Armitage is noticeably less popular than Fradley - its main claim to fame being that it is home to Armitage Shanks so you're treated to the sight of more toilets than you'll ever sit on piled up by the canal. What a glamorous way of life we have.

Things get more interesting shortly after the toilet factory where an old tunnel has been opened out to leave a one-way narrow section imaginatively called Amitage narrows. Here the advice is to send a crew member on ahead to check no other boats are coming.

We stopped for shopping in Rugeley then continued to Little Haywood, which is a quiet spot with great views over Shugborough Park towards Cannock Chase. 

After Little Haywood comes Great Haywood, where the Staffordshire & Worcestershire canal heads off south west under the lovely wide brick bridge in the photo above to eventually join the River Severn. We went that way last year but this time carried straight on heading northwards.

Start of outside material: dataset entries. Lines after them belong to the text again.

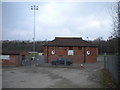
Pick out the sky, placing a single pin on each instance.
(56, 19)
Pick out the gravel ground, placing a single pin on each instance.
(52, 77)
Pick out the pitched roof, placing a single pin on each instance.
(69, 41)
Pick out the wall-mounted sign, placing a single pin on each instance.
(53, 52)
(88, 52)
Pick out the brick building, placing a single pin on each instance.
(76, 49)
(13, 58)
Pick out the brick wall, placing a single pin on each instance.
(78, 56)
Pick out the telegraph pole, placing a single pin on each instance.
(34, 7)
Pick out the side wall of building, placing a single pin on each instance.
(79, 55)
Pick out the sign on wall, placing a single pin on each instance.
(53, 52)
(70, 52)
(6, 57)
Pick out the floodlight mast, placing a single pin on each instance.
(34, 7)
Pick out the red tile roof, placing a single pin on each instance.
(69, 41)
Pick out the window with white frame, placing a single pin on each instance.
(5, 57)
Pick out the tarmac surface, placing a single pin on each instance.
(52, 77)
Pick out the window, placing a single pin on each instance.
(79, 48)
(70, 52)
(70, 48)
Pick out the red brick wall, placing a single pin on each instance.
(78, 56)
(11, 62)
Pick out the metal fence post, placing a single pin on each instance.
(105, 61)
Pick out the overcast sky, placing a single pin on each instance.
(53, 19)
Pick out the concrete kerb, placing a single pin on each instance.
(75, 66)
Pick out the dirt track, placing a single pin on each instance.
(48, 77)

Stone is a busy canal town, boasting several boatyards, some good pubs and plenty of locks. We climbed up through the town then moored at the top of the flight.

Victoria immediately set about making a cake for her dad's birthday and the following day we nursed it on four trains all the way to Yorkshire for a family meal out. Miraculously it survived with only minor fault-lines developing in the golfing green.

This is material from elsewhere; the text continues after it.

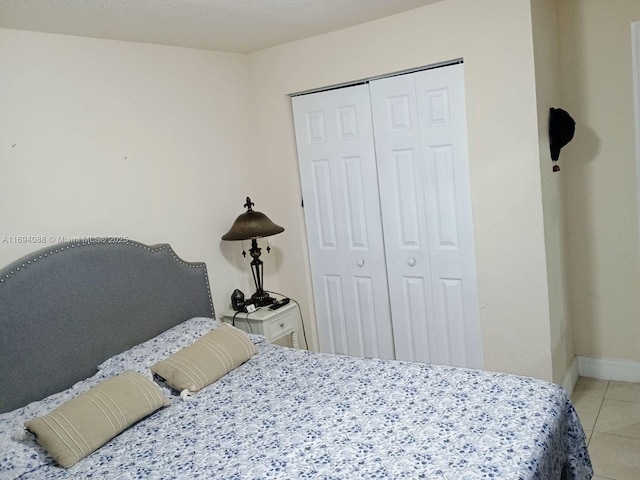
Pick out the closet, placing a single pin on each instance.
(385, 181)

After a couple of days on dry land we got back to Pas che and headed northwards, climbing the flight of locks into Stoke on Trent.

Stoke on Trent is of course the heart of the Potteries and a major reason why the Trent & Mersey exists in the first place. Although bits of the city are a bit run down you can really sense the history of the place as you chug through. 

We made an early start the next morning from Westport Lake, heading for the 1.7 mile long Harecastle Tunnel. The first time we did this in 2013 we did it with a nearly-empty water tank and the roof of the tunnel was too close for comfort to the top of the boat. Another one of those rookie errors. So we stopped at the tunnel mouth to fill with water and to remove all the junk from the roof. Don't be fooled by the high and wide ends of the tunnel, it get's pretty low in the middle!

David was clearly relieved to escape from Harecastle unscathed. Note the life jackets - not essential but following an unfortunate fatality last year you're strongly encouraged by the CRT tunnel keepers to wear them.

The descent from the summit level starts more or less immediately. It is often known as Heartbreak Hill as the locks are mostly spaced too far apart for crew to easily walk between them but barely far enough to make it worth getting back on the boat. Despite this, we love this stretch of the canal. To make things more fun, the locks are often paired so one boat can go up as one comes down.

Today we have descended about halfway down Heartbreak Hill, with views of storm clouds over Mow Cop.

We do like these locks but some of the paddle gear is pretty stiff. The lady crew members have clearly got teamwork sorted and made light work of the more stubborn locks!

We dropped down under the M6 and saw a familiar boat coming the other way. It took them a while to recognise us but we were thrilled to see Seán and Mary on nb Zygnema coming towards us. We'll let them off not clocking us immediately as it's been a couple of years since we saw each other. Given the strong crosswind Seán made a wise suggestion that we get moored up first before catching up.

Once the boats were safely lashed down in the wind we had a good chat with Seán and Mary and reckoned our paths may well cross again later in the summer.